Enquanto o terceiro imediato caminhava de volta à popa, os passageiros e a tripulação gritaram insultos para ele, mas mesmo assim fizeram o que ele disse e reuniram-se à frente do convés da popa para outro protesto. Eles discursaram e enfureceram-se e brandiram os seus punhos, e eles até mesmo atiraram um ovo podre ao capitão (que ele se esquivou habilmente).
Após ouvir as queixas, o capitão e os imediatos amontoaram-se para uma conferência, durante a qual eles piscaram e ficaram amplamente risonhos entre eles. Então o capitão deu um passo à frente do convés da popa e anunciou que seria dado luvas ao marinheiro hábil para manter os seus dedos aquecidos, o marinheiro Mexicano iria receber três-quartos do salário de um Anglo marinheiro, as mulheres iriam receber mais um cobertor, o marinheiro Índio iria poder organizar um jogo de dados nas noites de Sábados e Domingos, o contramestre seria permitido a chupar paus após escurecer, e ninguém poderia chutar o cachorro sem permissão especial do capitão.
Os passageiros e a tripulação estavam em êxtase sobre essa grande vitória revolucionária, mas pela manhã seguinte eles estavam novamente a sentir-se insatisfeitos e começaram a resmungar sobre os mesmos velhos sofrimentos.
O camaroteiro dessa vez estava ficando furioso.

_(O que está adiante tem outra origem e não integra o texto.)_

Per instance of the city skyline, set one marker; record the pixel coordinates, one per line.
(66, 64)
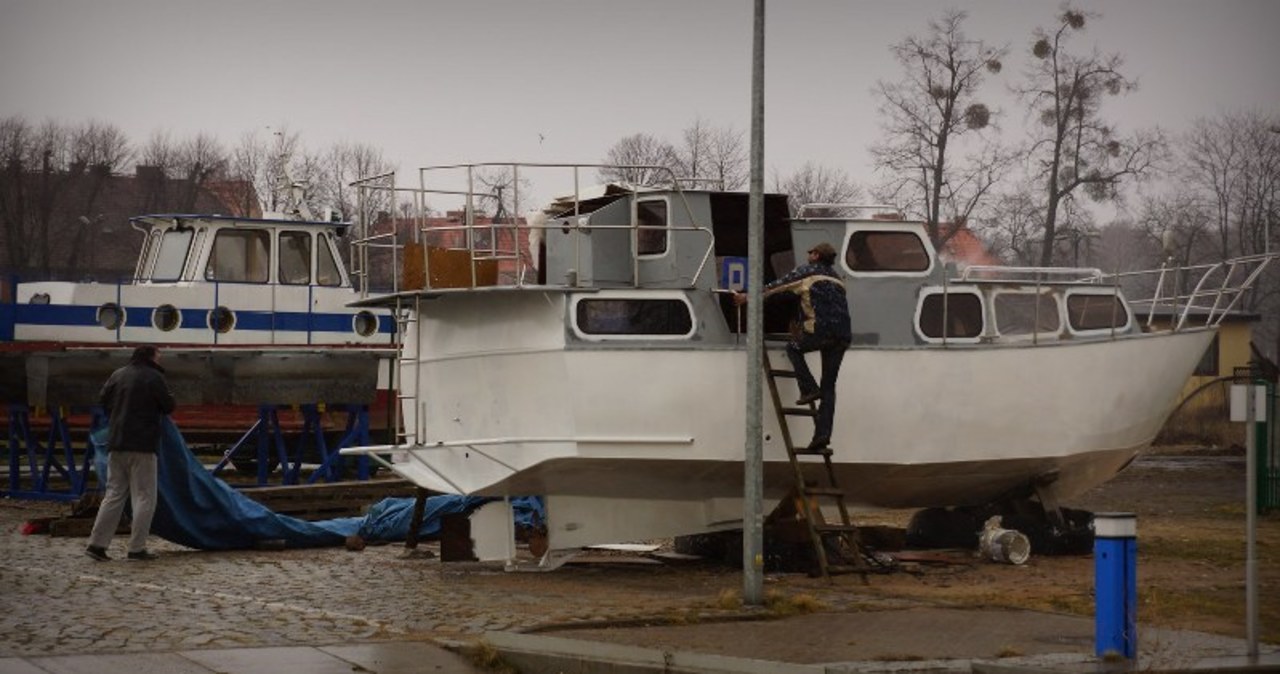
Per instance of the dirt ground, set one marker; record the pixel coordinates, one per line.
(1191, 573)
(1191, 562)
(1191, 508)
(1191, 556)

“Seus tolos malditos!” gritou. “Vocês não vêem o que o capitão e os imediatos estão fazendo? Eles estão mantendo vocês ocupados com as suas queixas triviais sobre cobertores e salários e o cachorro sendo chutado para que vocês não pensem sobre o que realmente está errado com este navio – que está indo cada vez mais longe para o norte e nós todos nos iremos afogar. Se somente alguns poucos de vocês recuperarem a razão, juntarem-se, e atacarem o convés da popa, nós poderemos virar este navio de volta e salvarmos-nos. Mas tudo o que vocês fazem é choramingar sobre questões insignificantes e triviais como condições de trabalho e jogos de dados e o direito de chupas paus”.
Os passageiros e a tripulação estavam exasperados.
“Insignificantes!!” gritou o Mexicano, “Você acha que é razoável que eu ganhe somente três-quartos dos salários de um Anglo marinheiro? Isso é trivial?”.
“Como você pode chamar minha queixa de trivial?” gritou o contramestre. “Você não sabe quão humilhante é ser chamado de ‘fruta’?”.
“Chutar o cachorro não é uma “questão insignificante e trivial!” berrou o amante de animais. “É insensível, cruel, e brutal!”.
“Tudo bem então”, respondeu o camaroteiro. “Essas questões não são insignificantes e triviais. Chutar o cachorro é cruel e brutal e é humilhante ser chamado de fruta. Mas em comparação com o nosso problema real – em comparação com o facto de que o navio ainda está rumando a norte – as suas queixas são insignificantes e triviais, porque se nós não virarmos este navio logo, nós todos nos iremos afogar”.
“Fascista!” disse o professor.
“Contra-revolucionário!” disse a dama passageira. E todos os passageiros e a tripulação soaram um após o outro, chamando o camaroteiro de fascista e de contra-revolucionário. Eles afastaram-no para longe e voltaram a resmungar sobre salários, cobertores para mulheres, sobre o direito de chupar paus, e sobre como o cão era tratado. O navio continuou a navegar para norte, e após um tempo foi esmagado entre dois icebergues e todos morreram.